The monitor beeped again. He stood, stretched, and walked to the barred window to stare outside as if a prisoner doing time. The air conditioner didn’t help much. She could smell her stink. It filled the room. She should have aired out the shack and showered before he arrived. It embarrassed her.
She watched him from where she sat. She could feel a mania coming and fought against it. “North Dakota,” she said. “It’s a good place to go back to. There’re some good people up there. It might not be a place to live a life, but I wouldn’t mind returning there when it’s my time.”
“People nearby,” he said, clicking a fingernail against the monitor’s screen. “Three, maybe four.” He walked to the window.
“You can’t see anybody from there, through that window,” she said. “If they’re there, let them be. Some of the Americans already stateside, some here their entire lives, are filth, but they scream, ‘Send them back where they came from.’ Can you imagine any decent human being shouting such a thing? Such people are filth. Let the ones outside in. They can’t be worse than what we have. It’ll be an improvement.”
He shook his head. “We have to saddle up,” he said. “Who knows? They could be coming after us. Those Marauders and Militias springing up.” He holstered himself, reached for his Glock 47, special made for the border, and a rifle. “You coming?” he said.
“No, dude. I’m not. Happy trails.”
He stared hard at her.
“It’s nothing,” she said. “Let it be.” She repeated the name “Serena” in her head like a prayer. She had the number memorized. She wouldn’t let him distract her.
He stood like a statue, clenching and unclenching his fingers.
“I’m off duty,” she said. “Don’t go after nobody. Call a drone. If you must.”
“I need the job,” he said. “They don’t just monitor them. They monitor us too. You know that. Things have changed. This ain’t a democracy.”

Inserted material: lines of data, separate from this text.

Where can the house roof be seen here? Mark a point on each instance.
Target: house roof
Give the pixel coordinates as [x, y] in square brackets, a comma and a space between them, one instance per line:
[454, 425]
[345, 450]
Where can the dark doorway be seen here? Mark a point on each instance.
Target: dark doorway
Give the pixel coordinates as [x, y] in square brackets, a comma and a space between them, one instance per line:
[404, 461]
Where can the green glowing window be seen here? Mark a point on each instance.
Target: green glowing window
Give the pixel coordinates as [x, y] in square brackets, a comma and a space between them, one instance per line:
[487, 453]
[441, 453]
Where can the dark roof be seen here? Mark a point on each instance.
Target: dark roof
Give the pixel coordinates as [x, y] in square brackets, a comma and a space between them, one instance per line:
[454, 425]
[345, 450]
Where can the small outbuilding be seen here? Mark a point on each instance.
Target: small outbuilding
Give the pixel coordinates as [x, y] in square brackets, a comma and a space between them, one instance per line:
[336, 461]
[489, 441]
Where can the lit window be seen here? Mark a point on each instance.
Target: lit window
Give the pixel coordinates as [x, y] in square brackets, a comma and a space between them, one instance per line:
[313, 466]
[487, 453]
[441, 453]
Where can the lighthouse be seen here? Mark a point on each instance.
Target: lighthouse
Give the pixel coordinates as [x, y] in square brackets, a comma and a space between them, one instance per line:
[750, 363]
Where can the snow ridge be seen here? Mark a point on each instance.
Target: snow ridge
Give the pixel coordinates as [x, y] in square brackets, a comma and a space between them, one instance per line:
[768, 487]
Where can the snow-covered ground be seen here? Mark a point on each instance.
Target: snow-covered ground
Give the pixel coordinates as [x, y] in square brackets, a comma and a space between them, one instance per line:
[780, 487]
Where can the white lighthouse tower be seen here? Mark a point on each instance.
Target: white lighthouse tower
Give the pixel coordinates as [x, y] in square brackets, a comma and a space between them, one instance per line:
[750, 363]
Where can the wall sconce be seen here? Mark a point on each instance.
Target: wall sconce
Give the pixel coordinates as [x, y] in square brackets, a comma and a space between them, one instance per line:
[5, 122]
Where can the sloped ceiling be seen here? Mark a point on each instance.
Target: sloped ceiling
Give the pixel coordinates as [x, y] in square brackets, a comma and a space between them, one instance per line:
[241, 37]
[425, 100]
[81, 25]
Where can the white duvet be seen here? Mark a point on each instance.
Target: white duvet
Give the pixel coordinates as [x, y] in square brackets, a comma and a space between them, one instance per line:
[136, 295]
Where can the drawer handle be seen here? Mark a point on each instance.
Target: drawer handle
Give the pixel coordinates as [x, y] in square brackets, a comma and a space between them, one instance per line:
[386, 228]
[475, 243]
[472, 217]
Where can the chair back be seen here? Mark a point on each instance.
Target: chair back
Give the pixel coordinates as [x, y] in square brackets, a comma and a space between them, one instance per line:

She shrugged. “It is, for me. A democracy of one. Stay safe,” she said.
He left without goodbye. She heard him fire up the ATV. It backfired, gained traction, and roared into the desert. She decided she would go to North Dakota first, and then, if she had no luck, to Tulsa. Or maybe stop first in Tulsa, which wasn’t that far away. The city had been her mother’s Holy Grail. “Everything copacetic there, Ava,” she had said, daydreaming. “The Police are professional. The housing affordable. The people friendly.”
“Oh, yeah?” Ava had said, stoned, cynical. “Sounds like bliss.”